On Friday, the House approved the Russia and Moldova Jackson-Vanik Repeal Act of 2012 (H.R. 6156), by an overwhelming bipartisan vote of 365 to 43. Upon enactment, the bill would establish Permanent Normal Trade Relations (PNTR) with Russia and Moldova.

Specifically, the bill removes a Cold War trade provision known as the Jackson-Vanik amendment, which requires the U.S. to review the trade status of some countries annually, and grant Russia permanent normal trade status.

On Dec. 16, 2011, the 153 members of the World Trade Organization (WTO) invited Russia to join the organization, after Russia completed an 18-year accession process. The WTO requires each member to accord newly acceding members “immediate and unconditional” MFN status which is called NTR in U.S. law.

As part of its accession to the WTO on Aug. 22, Russia enacted reforms to further open its markets to imports, protect intellectual property, and strengthen the rule of law. WTO members are required to give each other permanent trade status, and failing to grant PNTR to Russia would mean the U.S. cannot benefit from the concessions Russia made when it joined the WTO. More than 150 countries have already moved to seize the commercial benefits of these reforms.
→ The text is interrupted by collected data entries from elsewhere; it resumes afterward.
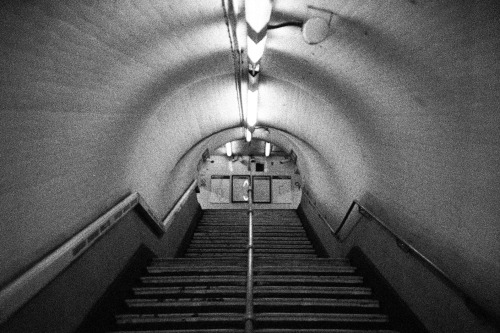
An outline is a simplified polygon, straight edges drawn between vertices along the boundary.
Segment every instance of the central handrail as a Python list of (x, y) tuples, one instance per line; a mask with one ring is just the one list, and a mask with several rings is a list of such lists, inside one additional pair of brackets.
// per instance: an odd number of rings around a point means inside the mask
[(245, 306), (245, 333), (253, 332), (253, 210), (252, 210), (252, 184), (248, 187), (248, 270), (247, 294)]
[(487, 310), (485, 310), (481, 305), (479, 305), (472, 297), (470, 297), (467, 293), (465, 293), (441, 268), (439, 268), (435, 263), (433, 263), (429, 258), (427, 258), (424, 254), (418, 251), (413, 245), (404, 240), (400, 235), (394, 232), (386, 223), (384, 223), (375, 213), (373, 213), (370, 209), (366, 208), (366, 206), (362, 205), (358, 200), (353, 200), (351, 206), (347, 210), (342, 222), (337, 227), (337, 229), (333, 232), (335, 238), (338, 241), (342, 242), (349, 235), (340, 239), (340, 231), (344, 227), (349, 215), (353, 211), (354, 207), (358, 206), (358, 212), (365, 218), (369, 220), (377, 222), (379, 226), (381, 226), (390, 236), (392, 236), (396, 240), (396, 244), (406, 253), (413, 255), (416, 259), (424, 263), (428, 268), (430, 268), (431, 272), (433, 272), (437, 277), (439, 277), (451, 290), (453, 290), (460, 298), (463, 299), (465, 305), (469, 308), (469, 310), (476, 314), (477, 316), (487, 319), (495, 324), (497, 324), (498, 320), (494, 317), (494, 315), (490, 314)]

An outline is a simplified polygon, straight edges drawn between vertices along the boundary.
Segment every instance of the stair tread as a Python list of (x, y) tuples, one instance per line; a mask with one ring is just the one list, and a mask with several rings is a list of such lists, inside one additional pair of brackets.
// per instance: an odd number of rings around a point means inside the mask
[(294, 328), (294, 329), (256, 329), (255, 333), (398, 333), (393, 330), (363, 330), (363, 329), (342, 329), (342, 328)]
[[(243, 297), (194, 297), (194, 298), (128, 298), (125, 302), (129, 306), (217, 306), (217, 305), (244, 305), (246, 299)], [(300, 306), (342, 306), (342, 307), (370, 307), (378, 308), (379, 302), (372, 299), (342, 299), (342, 298), (289, 298), (289, 297), (271, 297), (254, 299), (256, 306), (260, 305), (300, 305)]]
[(186, 286), (186, 287), (135, 287), (136, 295), (210, 295), (210, 294), (245, 294), (245, 286)]
[(362, 276), (357, 275), (255, 275), (255, 282), (275, 281), (275, 282), (363, 282)]
[[(118, 322), (189, 322), (189, 321), (219, 321), (219, 320), (242, 320), (242, 313), (238, 312), (189, 312), (189, 313), (145, 313), (145, 314), (118, 314), (115, 316)], [(379, 322), (388, 321), (388, 316), (378, 313), (256, 313), (256, 320), (262, 321), (349, 321), (349, 322)]]
[[(149, 273), (213, 273), (213, 272), (234, 272), (241, 273), (246, 272), (247, 268), (244, 265), (239, 266), (222, 266), (222, 265), (204, 265), (202, 267), (195, 265), (177, 265), (177, 266), (166, 266), (166, 265), (156, 265), (148, 266), (147, 270)], [(314, 265), (303, 265), (303, 266), (275, 266), (275, 265), (258, 265), (254, 266), (254, 271), (256, 274), (261, 274), (267, 272), (287, 272), (287, 273), (354, 273), (356, 271), (355, 267), (352, 266), (314, 266)]]
[[(185, 329), (185, 330), (127, 330), (127, 331), (108, 331), (107, 333), (243, 333), (245, 330), (243, 329), (224, 329), (224, 328), (216, 328), (216, 329)], [(255, 332), (255, 331), (254, 331)], [(342, 332), (341, 332), (342, 333)], [(347, 332), (350, 333), (350, 332)], [(354, 332), (356, 333), (356, 332)], [(361, 332), (363, 333), (363, 332)]]
[[(168, 263), (170, 264), (191, 264), (194, 263), (196, 265), (208, 264), (208, 265), (232, 265), (232, 264), (241, 264), (241, 260), (235, 259), (217, 259), (217, 262), (214, 262), (211, 259), (186, 259), (186, 258), (153, 258), (152, 263)], [(278, 265), (339, 265), (339, 264), (350, 264), (348, 259), (345, 258), (316, 258), (314, 260), (299, 260), (299, 259), (289, 259), (289, 260), (276, 260), (272, 258), (261, 259), (255, 261), (255, 265), (269, 265), (275, 264)], [(246, 267), (246, 266), (245, 266)]]
[[(125, 301), (129, 307), (172, 307), (178, 310), (180, 307), (201, 307), (209, 306), (216, 307), (220, 305), (231, 307), (244, 307), (246, 303), (245, 298), (218, 298), (217, 300), (204, 300), (204, 299), (127, 299)], [(233, 309), (234, 310), (234, 309)]]
[(244, 266), (149, 266), (147, 268), (149, 273), (245, 273), (246, 267)]
[[(186, 330), (134, 330), (134, 331), (108, 331), (108, 333), (243, 333), (244, 330), (238, 329), (186, 329)], [(393, 330), (356, 330), (356, 329), (256, 329), (255, 333), (398, 333)]]
[[(256, 248), (268, 249), (313, 249), (312, 244), (254, 244)], [(245, 244), (191, 244), (190, 249), (246, 249)]]
[(166, 323), (166, 322), (241, 322), (242, 313), (217, 312), (217, 313), (146, 313), (146, 314), (118, 314), (115, 316), (117, 323)]
[(143, 276), (140, 278), (143, 283), (168, 283), (168, 284), (186, 284), (186, 283), (241, 283), (246, 282), (245, 275), (232, 276)]
[(266, 298), (255, 298), (255, 305), (274, 305), (274, 306), (284, 306), (284, 305), (300, 305), (304, 306), (342, 306), (342, 307), (368, 307), (368, 308), (378, 308), (380, 303), (373, 299), (343, 299), (343, 298), (290, 298), (290, 297), (266, 297)]
[(322, 295), (334, 294), (356, 294), (356, 295), (371, 295), (372, 291), (369, 287), (346, 287), (346, 286), (255, 286), (255, 294), (265, 293), (283, 293), (285, 295), (292, 294), (312, 294), (320, 293)]
[(256, 313), (257, 320), (274, 321), (303, 321), (303, 320), (331, 320), (331, 321), (376, 321), (387, 322), (388, 316), (379, 313), (296, 313), (296, 312), (276, 312), (276, 313)]

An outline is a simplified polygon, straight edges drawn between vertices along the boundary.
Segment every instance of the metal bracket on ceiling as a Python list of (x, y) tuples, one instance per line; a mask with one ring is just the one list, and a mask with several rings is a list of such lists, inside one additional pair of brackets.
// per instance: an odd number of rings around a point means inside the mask
[(307, 6), (307, 20), (302, 25), (302, 37), (308, 44), (318, 44), (330, 34), (334, 17), (330, 10)]
[(327, 9), (307, 6), (307, 19), (304, 22), (288, 21), (277, 24), (268, 24), (267, 30), (294, 26), (301, 28), (302, 37), (308, 44), (318, 44), (330, 34), (333, 18), (336, 15)]

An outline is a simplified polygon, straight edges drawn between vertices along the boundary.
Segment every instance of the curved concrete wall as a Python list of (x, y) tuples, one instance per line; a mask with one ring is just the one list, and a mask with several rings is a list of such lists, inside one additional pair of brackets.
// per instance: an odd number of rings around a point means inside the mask
[[(130, 191), (164, 215), (203, 150), (243, 136), (224, 3), (2, 3), (0, 285)], [(273, 20), (307, 5), (331, 35), (269, 32), (267, 140), (332, 223), (364, 200), (499, 309), (500, 5), (278, 0)]]

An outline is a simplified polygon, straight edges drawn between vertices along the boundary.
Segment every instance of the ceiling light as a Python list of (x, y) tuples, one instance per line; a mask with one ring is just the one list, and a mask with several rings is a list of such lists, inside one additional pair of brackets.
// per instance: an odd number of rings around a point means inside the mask
[(231, 157), (233, 155), (233, 149), (231, 147), (231, 142), (226, 143), (226, 155)]
[(269, 142), (266, 142), (266, 157), (271, 155), (271, 144)]
[(266, 47), (266, 40), (267, 36), (262, 38), (260, 42), (257, 44), (250, 38), (247, 37), (247, 53), (248, 53), (248, 59), (250, 59), (250, 62), (253, 64), (256, 64), (260, 61), (262, 56), (264, 55), (264, 49)]
[(271, 18), (273, 4), (271, 0), (246, 0), (245, 19), (247, 24), (255, 31), (260, 32), (267, 27)]
[(248, 126), (253, 127), (257, 123), (257, 110), (259, 108), (259, 91), (258, 90), (248, 90), (247, 97), (247, 123)]
[(246, 129), (245, 138), (246, 138), (247, 142), (252, 141), (252, 132), (250, 132), (250, 130), (248, 128)]

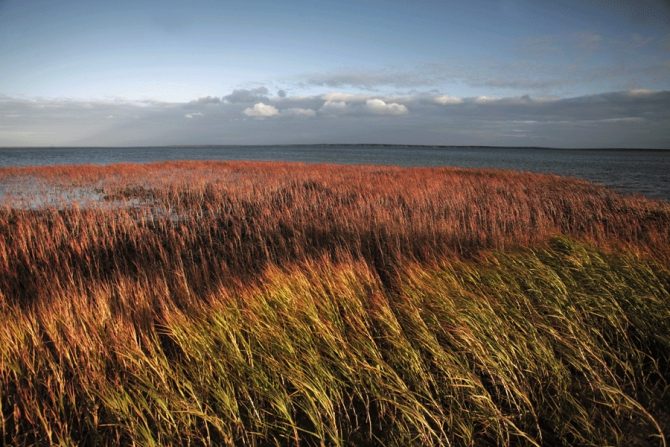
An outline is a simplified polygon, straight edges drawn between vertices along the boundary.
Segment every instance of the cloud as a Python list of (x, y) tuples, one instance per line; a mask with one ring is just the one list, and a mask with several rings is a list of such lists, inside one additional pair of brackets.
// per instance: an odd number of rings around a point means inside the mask
[(316, 112), (312, 109), (305, 109), (300, 107), (289, 107), (279, 110), (275, 106), (263, 104), (259, 102), (253, 108), (248, 107), (244, 110), (246, 116), (253, 118), (270, 118), (276, 116), (294, 117), (294, 118), (310, 118), (316, 116)]
[(582, 48), (589, 52), (596, 51), (603, 40), (602, 36), (595, 32), (574, 33), (572, 37), (577, 44), (577, 48)]
[(528, 76), (509, 77), (507, 74), (492, 74), (490, 77), (472, 79), (470, 87), (492, 87), (495, 89), (555, 91), (579, 84), (576, 79), (562, 77), (537, 79)]
[(279, 110), (274, 106), (269, 106), (259, 102), (255, 104), (253, 108), (248, 107), (244, 110), (246, 116), (251, 116), (254, 118), (267, 118), (270, 116), (279, 115)]
[[(569, 71), (569, 72), (568, 72)], [(618, 72), (613, 72), (618, 73)], [(465, 61), (447, 63), (419, 64), (409, 69), (394, 70), (342, 70), (339, 72), (308, 74), (303, 78), (307, 85), (333, 88), (356, 88), (376, 91), (382, 88), (441, 86), (462, 83), (470, 87), (492, 87), (501, 89), (552, 90), (564, 86), (583, 84), (592, 74), (575, 73), (575, 67), (569, 69), (557, 63), (536, 62), (496, 62), (486, 65)], [(602, 79), (602, 77), (600, 78)], [(369, 95), (368, 98), (372, 96)], [(324, 98), (344, 100), (342, 98)]]
[[(453, 91), (456, 85), (487, 87), (482, 94), (491, 96), (498, 96), (498, 90), (567, 96), (586, 91), (667, 88), (668, 48), (667, 32), (612, 34), (607, 30), (583, 30), (520, 38), (514, 41), (511, 52), (501, 51), (485, 60), (464, 57), (367, 69), (342, 67), (305, 73), (295, 82), (303, 87), (349, 90), (349, 94), (351, 89), (369, 91), (370, 98), (392, 89)], [(598, 58), (591, 57), (595, 53)], [(324, 99), (350, 103), (346, 97)]]
[(306, 75), (305, 83), (320, 87), (346, 87), (356, 86), (370, 89), (379, 85), (389, 85), (387, 76), (382, 73), (363, 72), (359, 70), (343, 70), (341, 72), (311, 73)]
[(188, 108), (195, 108), (195, 107), (200, 107), (200, 106), (208, 106), (208, 105), (218, 105), (221, 104), (221, 98), (217, 98), (216, 96), (205, 96), (202, 98), (198, 98), (196, 100), (190, 101), (187, 104)]
[(302, 102), (302, 101), (318, 101), (320, 98), (313, 95), (293, 95), (293, 96), (284, 96), (270, 98), (274, 102)]
[(294, 116), (299, 118), (311, 118), (316, 116), (316, 112), (312, 109), (301, 109), (298, 107), (291, 107), (279, 112), (282, 116)]
[(257, 101), (267, 102), (268, 101), (267, 94), (268, 89), (266, 89), (265, 87), (258, 87), (251, 90), (240, 89), (240, 90), (233, 90), (233, 93), (224, 96), (223, 100), (233, 104), (250, 103), (250, 102), (255, 103)]
[(630, 36), (630, 41), (627, 42), (627, 46), (630, 49), (637, 50), (638, 48), (646, 47), (654, 40), (653, 37), (644, 37), (641, 34), (635, 33)]
[(356, 87), (375, 90), (381, 86), (400, 88), (423, 87), (456, 79), (455, 67), (445, 64), (420, 64), (412, 69), (342, 69), (326, 73), (310, 73), (302, 81), (308, 85), (320, 87)]
[(463, 102), (462, 98), (455, 98), (449, 95), (439, 95), (433, 98), (438, 104), (447, 105), (447, 104), (461, 104)]
[(557, 36), (549, 35), (521, 39), (518, 52), (525, 57), (544, 58), (564, 53), (565, 50)]
[(347, 103), (344, 101), (328, 100), (321, 106), (319, 111), (326, 115), (341, 115), (348, 111)]
[[(460, 98), (444, 93), (370, 97), (346, 92), (331, 93), (330, 100), (324, 97), (273, 96), (271, 104), (252, 105), (221, 101), (198, 110), (187, 108), (191, 102), (0, 95), (0, 145), (369, 142), (670, 148), (670, 91), (664, 90), (567, 98)], [(114, 118), (108, 119), (110, 115)]]
[(664, 51), (670, 51), (670, 34), (659, 41), (659, 47)]
[(628, 96), (646, 96), (646, 95), (653, 95), (654, 93), (660, 93), (659, 90), (646, 90), (643, 88), (638, 88), (638, 89), (633, 89), (629, 90), (627, 92), (622, 92), (622, 95), (628, 95)]
[[(498, 109), (503, 106), (531, 106), (531, 105), (541, 105), (543, 103), (550, 103), (558, 101), (559, 98), (552, 96), (545, 97), (531, 97), (530, 95), (521, 95), (521, 96), (474, 96), (470, 98), (456, 98), (461, 99), (461, 103), (468, 106), (482, 106), (487, 105), (491, 108), (497, 107)], [(491, 109), (493, 110), (493, 109)]]
[(368, 99), (365, 107), (375, 115), (404, 115), (408, 112), (407, 107), (402, 104), (386, 104), (381, 99)]
[(640, 122), (640, 121), (644, 121), (644, 118), (640, 118), (639, 116), (626, 116), (626, 117), (623, 117), (623, 118), (605, 118), (603, 120), (596, 120), (596, 121), (601, 122), (601, 123), (617, 123), (617, 122), (622, 122), (622, 121), (637, 123), (637, 122)]
[[(371, 97), (356, 93), (325, 93), (319, 97), (325, 102), (319, 108), (319, 113), (327, 116), (341, 115), (404, 115), (408, 113), (407, 106), (398, 101), (412, 102), (416, 98), (404, 97)], [(395, 102), (391, 102), (395, 101)]]
[(365, 102), (370, 99), (370, 95), (361, 95), (357, 93), (330, 92), (321, 95), (324, 101), (332, 102)]
[(476, 98), (472, 99), (472, 102), (476, 104), (486, 104), (489, 102), (497, 102), (500, 101), (500, 98), (493, 98), (490, 96), (477, 96)]

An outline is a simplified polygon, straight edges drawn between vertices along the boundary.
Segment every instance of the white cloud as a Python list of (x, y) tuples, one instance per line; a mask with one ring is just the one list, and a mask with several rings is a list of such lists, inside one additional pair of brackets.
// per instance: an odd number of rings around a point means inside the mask
[(626, 116), (623, 118), (607, 118), (604, 120), (596, 120), (599, 123), (620, 123), (620, 122), (628, 122), (628, 123), (639, 123), (644, 121), (644, 118), (640, 118), (639, 116)]
[(408, 112), (407, 107), (402, 104), (396, 102), (386, 104), (381, 99), (368, 99), (365, 107), (376, 115), (404, 115)]
[(279, 110), (277, 110), (275, 106), (269, 106), (259, 102), (258, 104), (255, 104), (253, 108), (246, 108), (244, 110), (244, 114), (254, 118), (267, 118), (270, 116), (279, 115)]
[(309, 108), (290, 107), (288, 109), (279, 110), (275, 106), (259, 102), (254, 107), (248, 107), (243, 112), (246, 116), (253, 118), (270, 118), (273, 116), (298, 117), (309, 118), (316, 116), (316, 112)]
[(500, 100), (500, 98), (495, 98), (495, 97), (492, 97), (492, 96), (477, 96), (472, 101), (476, 104), (486, 104), (486, 103), (495, 102), (495, 101), (499, 101), (499, 100)]
[(295, 116), (300, 118), (310, 118), (316, 116), (316, 112), (312, 109), (301, 109), (298, 107), (291, 107), (279, 112), (282, 116)]
[(184, 115), (184, 117), (186, 118), (193, 118), (194, 116), (205, 116), (205, 115), (200, 112), (187, 113), (186, 115)]
[(321, 108), (320, 112), (327, 115), (340, 115), (347, 112), (347, 103), (344, 101), (326, 101)]
[(638, 89), (634, 89), (634, 90), (629, 90), (626, 93), (628, 93), (628, 95), (630, 95), (630, 96), (642, 96), (642, 95), (651, 95), (651, 94), (658, 93), (658, 92), (659, 92), (658, 90), (645, 90), (645, 89), (642, 89), (642, 88), (638, 88)]
[(433, 98), (433, 101), (435, 101), (438, 104), (447, 105), (447, 104), (461, 104), (463, 102), (463, 99), (449, 95), (440, 95)]

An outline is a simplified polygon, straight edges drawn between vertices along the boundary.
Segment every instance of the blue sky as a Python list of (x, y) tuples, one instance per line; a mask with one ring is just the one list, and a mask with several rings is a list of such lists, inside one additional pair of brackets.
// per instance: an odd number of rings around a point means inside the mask
[(670, 148), (661, 0), (0, 0), (0, 146)]

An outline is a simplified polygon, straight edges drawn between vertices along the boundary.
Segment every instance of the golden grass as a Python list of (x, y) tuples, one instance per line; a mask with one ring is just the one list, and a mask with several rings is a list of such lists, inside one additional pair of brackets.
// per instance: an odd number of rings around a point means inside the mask
[(6, 445), (664, 445), (667, 203), (290, 163), (0, 184)]

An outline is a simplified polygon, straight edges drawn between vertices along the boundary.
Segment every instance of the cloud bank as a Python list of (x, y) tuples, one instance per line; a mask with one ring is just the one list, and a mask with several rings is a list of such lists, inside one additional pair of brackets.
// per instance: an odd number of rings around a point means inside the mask
[(0, 146), (290, 143), (670, 148), (670, 91), (556, 98), (257, 88), (185, 103), (0, 96)]

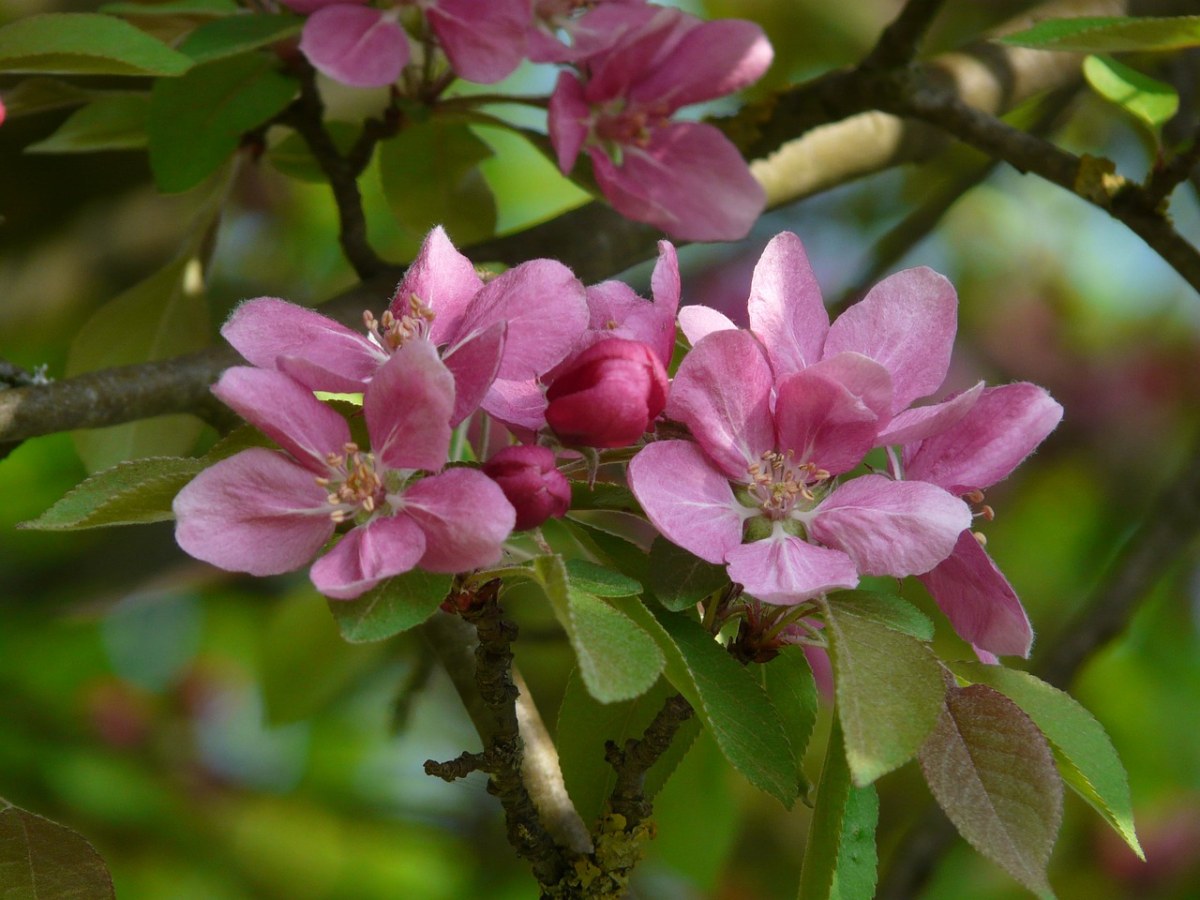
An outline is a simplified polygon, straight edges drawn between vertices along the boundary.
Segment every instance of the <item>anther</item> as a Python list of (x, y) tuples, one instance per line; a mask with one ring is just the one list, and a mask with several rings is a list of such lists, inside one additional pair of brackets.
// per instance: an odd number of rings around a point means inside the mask
[(975, 538), (975, 542), (979, 544), (980, 547), (987, 546), (987, 535), (982, 531), (972, 531), (971, 537)]

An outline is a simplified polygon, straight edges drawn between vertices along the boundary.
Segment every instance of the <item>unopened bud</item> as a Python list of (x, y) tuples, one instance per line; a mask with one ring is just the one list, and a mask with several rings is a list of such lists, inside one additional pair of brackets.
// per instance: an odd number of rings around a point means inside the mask
[(554, 379), (546, 421), (562, 440), (583, 447), (627, 447), (667, 405), (667, 372), (641, 341), (592, 344)]
[(517, 531), (561, 518), (571, 506), (571, 484), (554, 466), (547, 447), (505, 447), (483, 464), (517, 511)]

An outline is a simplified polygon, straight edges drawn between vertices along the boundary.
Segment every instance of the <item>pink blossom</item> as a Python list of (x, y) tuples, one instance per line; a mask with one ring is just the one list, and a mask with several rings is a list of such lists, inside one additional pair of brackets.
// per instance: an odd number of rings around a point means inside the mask
[(351, 441), (345, 419), (281, 372), (235, 367), (213, 392), (283, 452), (244, 450), (180, 491), (175, 536), (192, 556), (279, 574), (304, 565), (348, 524), (310, 573), (338, 599), (414, 566), (460, 572), (499, 559), (515, 514), (483, 473), (441, 471), (454, 379), (428, 343), (398, 349), (367, 386), (370, 451)]
[(744, 237), (766, 202), (762, 188), (720, 131), (671, 116), (756, 81), (772, 58), (762, 30), (609, 3), (579, 20), (574, 46), (579, 75), (563, 72), (550, 98), (563, 172), (586, 151), (623, 215), (686, 240)]
[(562, 518), (571, 506), (571, 483), (554, 464), (554, 451), (532, 444), (504, 447), (483, 464), (517, 511), (517, 531)]
[[(971, 521), (965, 503), (932, 484), (882, 475), (837, 482), (874, 446), (891, 396), (878, 364), (858, 357), (848, 373), (835, 362), (777, 383), (752, 334), (712, 334), (685, 357), (667, 404), (695, 441), (654, 442), (629, 464), (655, 527), (727, 564), (732, 580), (767, 603), (852, 588), (860, 573), (927, 572)], [(887, 391), (864, 399), (845, 387), (879, 372)]]

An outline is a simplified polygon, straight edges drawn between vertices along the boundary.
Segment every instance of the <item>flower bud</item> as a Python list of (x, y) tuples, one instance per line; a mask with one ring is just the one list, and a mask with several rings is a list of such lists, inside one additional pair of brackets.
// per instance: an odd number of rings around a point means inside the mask
[(571, 485), (547, 447), (505, 447), (483, 464), (483, 473), (517, 511), (517, 531), (561, 518), (571, 506)]
[(546, 421), (568, 444), (627, 447), (663, 411), (667, 388), (667, 371), (649, 346), (609, 338), (566, 363), (546, 391)]

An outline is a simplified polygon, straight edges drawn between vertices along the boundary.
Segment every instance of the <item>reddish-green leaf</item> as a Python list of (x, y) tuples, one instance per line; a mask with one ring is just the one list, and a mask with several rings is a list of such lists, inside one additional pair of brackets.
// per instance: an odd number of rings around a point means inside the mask
[(330, 600), (342, 637), (352, 644), (382, 641), (428, 619), (450, 593), (449, 575), (413, 569), (354, 600)]
[(755, 666), (759, 683), (775, 707), (787, 732), (788, 741), (796, 754), (796, 790), (800, 796), (812, 785), (804, 772), (804, 754), (817, 721), (817, 684), (804, 651), (799, 647), (784, 647), (779, 655), (763, 665)]
[(179, 45), (198, 63), (236, 56), (300, 33), (304, 20), (289, 15), (228, 16), (206, 22)]
[(1111, 56), (1089, 56), (1083, 61), (1083, 74), (1096, 93), (1145, 123), (1156, 135), (1179, 109), (1175, 88)]
[(0, 798), (4, 900), (106, 900), (112, 876), (83, 835)]
[(114, 16), (193, 16), (195, 18), (211, 18), (215, 16), (231, 16), (241, 12), (233, 0), (166, 0), (158, 3), (148, 0), (145, 3), (105, 3), (100, 12)]
[(26, 153), (94, 153), (138, 150), (146, 146), (146, 94), (102, 94), (76, 110), (47, 138), (30, 144)]
[(1200, 46), (1200, 16), (1047, 19), (1001, 40), (1017, 47), (1076, 53), (1182, 50)]
[(695, 606), (729, 583), (724, 566), (715, 566), (658, 537), (650, 545), (650, 583), (656, 600), (672, 612)]
[(0, 28), (0, 72), (181, 75), (191, 65), (162, 41), (99, 13), (46, 13)]
[(959, 833), (1039, 896), (1062, 819), (1062, 780), (1045, 737), (1015, 703), (982, 685), (951, 687), (921, 748), (929, 789)]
The measure now moves to the Senate for a vote, and final passage of PNTR with Russia will translate directly into new export sales and jobs here in the U.S.  Of the top 15 U.S. trading partners, Russia was the market where American companies enjoyed the fastest export growth last year—38 percent. The President’s Export Council estimates that U.S. exports to Russia—which, according to estimates, topped $11 billion in 2011 — could double or triple once Russia joins the WTO. Meanwhile, the U.S. gives up nothing, not a single tariff, in approving PNTR with Russia. PNTR would open the door to more U.S. exports and more American jobs.